10. This section provides for the divestment of an estate which had already vested. It speaks of an estate going over to another
person. As seen earlier Clause 5 of the Will is not a defeasance clause.

11. A case somewhat similar to the one before us came up for consideration before the Judicial Committee of the Privy Council in Norendra Nath Sircar v Kamal Basini Dasi. Therein a Hindu at his death left three sons, the eldest of full age and the other two minors. In his Will were the directions “My three sons shall be entitled to enjoy all the moveable and immoveable properties left by me equally. Any one of the sons dying sonless, the surviving son shall be entitled to all the properties equally”. Interpreting this clause the Judicial Committee held that those words gave a legacy to the survivors contingently on the happening of a specified uncertain event, which had not happened before the period when the property bequeathed was distributable, that period of distribution being the time of the testator’s death.

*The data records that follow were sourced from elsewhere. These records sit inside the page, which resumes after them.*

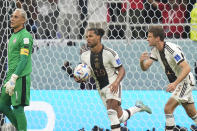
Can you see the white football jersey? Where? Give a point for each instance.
(103, 65)
(170, 58)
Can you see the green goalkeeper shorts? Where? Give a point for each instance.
(21, 94)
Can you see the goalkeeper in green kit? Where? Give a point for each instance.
(16, 89)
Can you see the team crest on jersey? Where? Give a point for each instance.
(177, 58)
(26, 40)
(118, 61)
(14, 41)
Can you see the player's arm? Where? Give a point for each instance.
(121, 74)
(24, 53)
(185, 70)
(145, 61)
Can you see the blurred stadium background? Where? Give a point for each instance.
(58, 27)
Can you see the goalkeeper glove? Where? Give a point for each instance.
(10, 85)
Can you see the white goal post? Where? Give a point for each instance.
(58, 28)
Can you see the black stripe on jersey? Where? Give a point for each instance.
(191, 81)
(180, 61)
(153, 59)
(84, 48)
(26, 46)
(183, 90)
(168, 70)
(169, 48)
(98, 67)
(23, 96)
(110, 50)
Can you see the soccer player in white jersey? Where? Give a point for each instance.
(177, 69)
(108, 72)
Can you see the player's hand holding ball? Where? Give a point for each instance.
(82, 73)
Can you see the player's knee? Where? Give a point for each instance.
(18, 109)
(111, 112)
(115, 124)
(168, 110)
(113, 104)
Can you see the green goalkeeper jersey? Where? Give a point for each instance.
(19, 54)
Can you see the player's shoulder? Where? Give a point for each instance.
(26, 33)
(172, 47)
(84, 48)
(85, 52)
(109, 51)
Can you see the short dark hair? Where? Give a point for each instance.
(157, 31)
(98, 31)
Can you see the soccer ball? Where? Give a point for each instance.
(82, 72)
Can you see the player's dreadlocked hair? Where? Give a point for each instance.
(157, 31)
(98, 31)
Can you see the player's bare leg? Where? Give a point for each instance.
(124, 115)
(169, 109)
(113, 111)
(191, 111)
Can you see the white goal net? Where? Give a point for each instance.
(58, 103)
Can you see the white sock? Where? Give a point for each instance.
(170, 123)
(125, 116)
(115, 123)
(194, 118)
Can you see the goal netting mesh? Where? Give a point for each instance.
(58, 103)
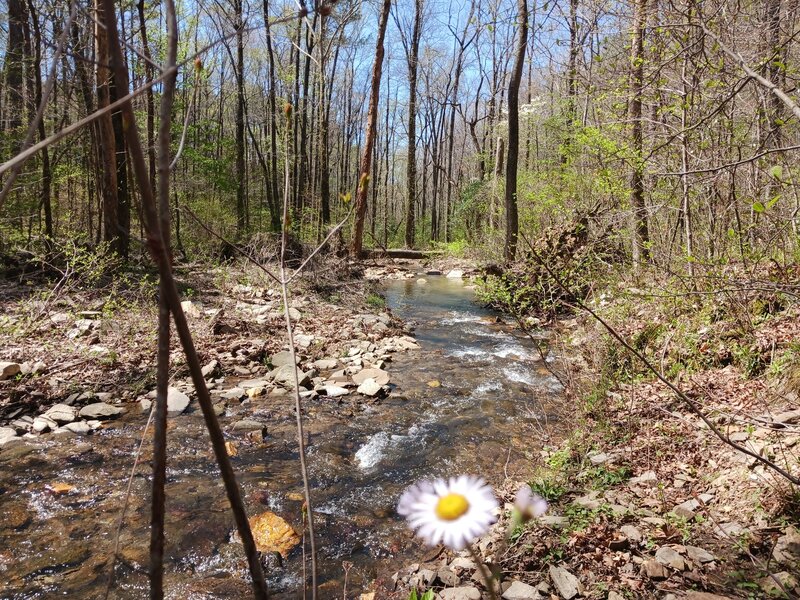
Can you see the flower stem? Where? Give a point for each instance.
(488, 579)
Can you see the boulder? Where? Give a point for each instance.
(566, 583)
(61, 414)
(101, 411)
(379, 375)
(272, 534)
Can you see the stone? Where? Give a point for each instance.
(7, 434)
(42, 424)
(190, 309)
(687, 510)
(566, 583)
(699, 555)
(248, 425)
(282, 358)
(381, 377)
(272, 534)
(334, 391)
(771, 587)
(101, 411)
(61, 414)
(521, 591)
(326, 364)
(669, 557)
(79, 427)
(209, 369)
(370, 387)
(9, 370)
(460, 593)
(654, 570)
(632, 533)
(448, 577)
(285, 376)
(787, 549)
(177, 401)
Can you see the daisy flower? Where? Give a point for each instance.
(453, 512)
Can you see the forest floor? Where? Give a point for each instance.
(645, 500)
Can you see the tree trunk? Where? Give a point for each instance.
(512, 222)
(369, 138)
(641, 235)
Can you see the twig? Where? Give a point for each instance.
(160, 255)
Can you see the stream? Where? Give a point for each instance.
(475, 399)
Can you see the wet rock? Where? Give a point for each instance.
(370, 387)
(79, 427)
(566, 583)
(632, 533)
(334, 391)
(687, 510)
(787, 549)
(448, 577)
(380, 376)
(283, 358)
(7, 434)
(9, 370)
(42, 424)
(247, 425)
(101, 411)
(669, 557)
(285, 376)
(699, 555)
(521, 591)
(460, 593)
(771, 587)
(654, 570)
(273, 534)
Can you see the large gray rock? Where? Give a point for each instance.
(61, 413)
(460, 593)
(79, 427)
(285, 376)
(7, 434)
(282, 358)
(177, 401)
(566, 583)
(380, 376)
(521, 591)
(370, 387)
(101, 411)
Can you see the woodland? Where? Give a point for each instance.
(196, 191)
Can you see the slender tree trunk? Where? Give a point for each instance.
(369, 138)
(641, 235)
(512, 222)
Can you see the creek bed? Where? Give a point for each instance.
(474, 399)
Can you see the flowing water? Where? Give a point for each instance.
(475, 399)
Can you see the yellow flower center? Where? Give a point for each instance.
(451, 507)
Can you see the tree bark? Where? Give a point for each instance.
(369, 138)
(512, 220)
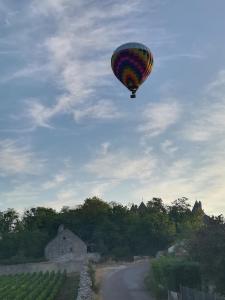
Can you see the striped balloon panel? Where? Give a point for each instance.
(132, 66)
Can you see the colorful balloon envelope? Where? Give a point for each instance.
(132, 63)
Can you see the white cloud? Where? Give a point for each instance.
(168, 147)
(103, 109)
(208, 122)
(78, 53)
(158, 117)
(18, 159)
(55, 182)
(121, 166)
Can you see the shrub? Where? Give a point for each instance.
(169, 273)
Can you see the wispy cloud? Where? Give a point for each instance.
(18, 159)
(121, 166)
(208, 122)
(158, 117)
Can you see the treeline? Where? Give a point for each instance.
(111, 229)
(197, 262)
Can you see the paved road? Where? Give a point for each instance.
(126, 283)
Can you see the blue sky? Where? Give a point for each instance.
(68, 129)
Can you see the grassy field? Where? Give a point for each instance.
(38, 286)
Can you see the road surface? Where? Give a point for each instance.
(126, 282)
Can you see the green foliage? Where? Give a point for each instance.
(169, 273)
(111, 229)
(39, 286)
(207, 247)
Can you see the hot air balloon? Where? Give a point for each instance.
(132, 63)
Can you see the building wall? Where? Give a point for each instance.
(66, 245)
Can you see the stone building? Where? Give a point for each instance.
(66, 246)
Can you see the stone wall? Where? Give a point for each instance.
(69, 267)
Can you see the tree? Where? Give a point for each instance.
(208, 248)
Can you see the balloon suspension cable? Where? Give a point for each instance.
(133, 95)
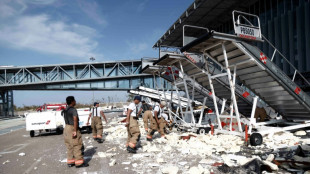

In arriving at this conclusion, the Judicial Committee relied on Section 111 of the Indian Succession Act, 1865. That provision is similar to Section 124 of the Indian Succession Act, 1925″.

In our view, the principle enunciated by the Supreme Court, referred to above, fully applies to the facts of the present case.

13. In the light of the discussion made above, the appeal is liable to be rejected and accordingly, it is rejected.

14. However, no order is made as to costs.